La relance de l'adoption nationale, une des préconisations de Jean-Marie Colombani, auteur du récent rapport commandé par le chef de l'État, est également un élément central du plan du secrétariat d'État à la Famille.
Quelques centaines d'enfants français seulement sont adoptables chaque année étant donné le faible recours à l'article 350 du Code civil sur la déclaration judiciaire d'abandon.
Ce dernier prévoit qu'un enfant est déclaré abandonné si ses parents s'en sont «manifestement désintéressés» pendant une période d'un an après qu'un tiers eut instruit cette demande d'abandon. «En France, le lien juridique entre l'enfant abandonné et ses parents biologiques est maintenu trop longtemps. Cela rend ces enfants inadoptables», relève Nadine Morano qui veut favoriser l'adoption des pupilles de la nation. Une concertation sera organisée avec les conseils généraux afin d'établir un référentiel sur le délaissement parental.

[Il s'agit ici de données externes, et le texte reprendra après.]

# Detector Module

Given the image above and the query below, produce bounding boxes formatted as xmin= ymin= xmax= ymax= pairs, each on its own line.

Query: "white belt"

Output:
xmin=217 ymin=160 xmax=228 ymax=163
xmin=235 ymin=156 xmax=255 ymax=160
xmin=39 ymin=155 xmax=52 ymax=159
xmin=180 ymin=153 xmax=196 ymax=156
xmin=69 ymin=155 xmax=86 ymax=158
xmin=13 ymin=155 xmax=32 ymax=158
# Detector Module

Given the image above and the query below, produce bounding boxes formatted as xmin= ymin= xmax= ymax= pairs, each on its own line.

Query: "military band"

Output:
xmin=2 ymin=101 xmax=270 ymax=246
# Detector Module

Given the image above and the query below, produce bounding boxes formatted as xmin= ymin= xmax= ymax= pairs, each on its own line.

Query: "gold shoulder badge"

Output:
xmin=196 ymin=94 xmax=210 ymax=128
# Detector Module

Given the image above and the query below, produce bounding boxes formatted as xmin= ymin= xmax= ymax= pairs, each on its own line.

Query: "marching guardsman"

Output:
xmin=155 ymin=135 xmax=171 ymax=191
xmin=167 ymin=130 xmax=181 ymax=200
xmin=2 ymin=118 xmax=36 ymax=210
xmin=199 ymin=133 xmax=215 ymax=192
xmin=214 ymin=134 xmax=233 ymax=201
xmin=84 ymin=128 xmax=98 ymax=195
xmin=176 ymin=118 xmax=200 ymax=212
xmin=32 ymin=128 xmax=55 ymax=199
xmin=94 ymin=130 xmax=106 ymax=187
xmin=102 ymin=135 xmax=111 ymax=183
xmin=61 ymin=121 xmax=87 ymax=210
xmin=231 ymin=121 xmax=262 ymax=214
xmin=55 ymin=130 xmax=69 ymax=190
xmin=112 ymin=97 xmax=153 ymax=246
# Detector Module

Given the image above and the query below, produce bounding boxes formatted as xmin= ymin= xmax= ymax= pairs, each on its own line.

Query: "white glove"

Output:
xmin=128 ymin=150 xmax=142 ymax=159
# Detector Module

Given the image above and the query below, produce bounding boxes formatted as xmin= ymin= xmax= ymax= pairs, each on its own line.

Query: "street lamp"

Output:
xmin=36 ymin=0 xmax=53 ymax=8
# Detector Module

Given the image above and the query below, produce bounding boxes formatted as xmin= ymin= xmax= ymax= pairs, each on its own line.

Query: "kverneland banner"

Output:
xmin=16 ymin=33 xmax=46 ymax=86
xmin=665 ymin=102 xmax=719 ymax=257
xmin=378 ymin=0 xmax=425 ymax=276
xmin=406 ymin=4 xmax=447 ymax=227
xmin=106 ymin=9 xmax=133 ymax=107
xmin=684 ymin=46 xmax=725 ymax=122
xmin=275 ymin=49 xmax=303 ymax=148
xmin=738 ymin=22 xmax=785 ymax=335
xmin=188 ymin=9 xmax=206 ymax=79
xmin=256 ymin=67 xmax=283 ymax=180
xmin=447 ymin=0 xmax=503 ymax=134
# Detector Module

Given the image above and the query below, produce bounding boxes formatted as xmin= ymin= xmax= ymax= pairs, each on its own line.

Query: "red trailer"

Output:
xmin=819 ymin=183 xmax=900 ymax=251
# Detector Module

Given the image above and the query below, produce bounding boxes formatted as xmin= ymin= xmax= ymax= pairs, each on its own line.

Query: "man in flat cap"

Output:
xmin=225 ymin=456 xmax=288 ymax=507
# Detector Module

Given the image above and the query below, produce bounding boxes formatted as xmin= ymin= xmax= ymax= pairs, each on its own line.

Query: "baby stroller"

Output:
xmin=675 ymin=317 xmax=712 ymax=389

Ces derniers seront également consultés pour réfléchir à une meilleure diffusion de l'information concernant les agréments. «Plus d'enfants issus d'une fratrie ou "à particularité", malades ou handicapés, pourraient être recueillis par une famille», prône enfin la ministre. 

Une autorité centrale dans un contexte difficile de baisse des adoptions à l'étranger, d'un peu plus de 20 % en France en 2007 et après le fiasco de L'Arche de Zoé, Rama Yade, la secrétaire d'État aux droits de l'homme, s'est vu confier le dossier de l'adoption internationale.
Son cabinet dit avoir retenu l'ensemble des dix propositions de Jean-Marie Colombani concernant ce volet. Les associations restent particulièrement attentives à la création d'une autorité centrale, la principale mesure du rapport Colombani. Nombre d'acteurs estiment qu'elle est primordiale pour définir une politique en matière d'adoption internationale et fixer des objectifs aux Organismes autorisés pour l'adoption (OAA) et à l'AFA sur le terrain.

Mercredi, un ambassadeur en mission chargé de l'adoption internationale a été nommé en Conseil des ministres. Il s'agit de Jean-Paul Moncheau, conseiller des affaires étrangères hors classe, qui prendra ses fonctions à compter du 15 juillet. Il lui appartiendra de piloter le volet international de l'adoption pour le Quai d'Orsay.

Seul l'avenir va nous dire ce que cela donnera dans les faits ; ce que je retiens c'est la prise de conscience de l'existence tous ces enfants qui restent en famille d'accueil en France, parce que l'article 350 du Code Civil n'est que très rarement appliqué. C'est une discussion que nous avons eu avec notre assistante sociale, avec la question centrale : ou est l'intérêt de l'enfant ? C'était un bel échange de point de vue et cette question est très, très, compliquée !!!!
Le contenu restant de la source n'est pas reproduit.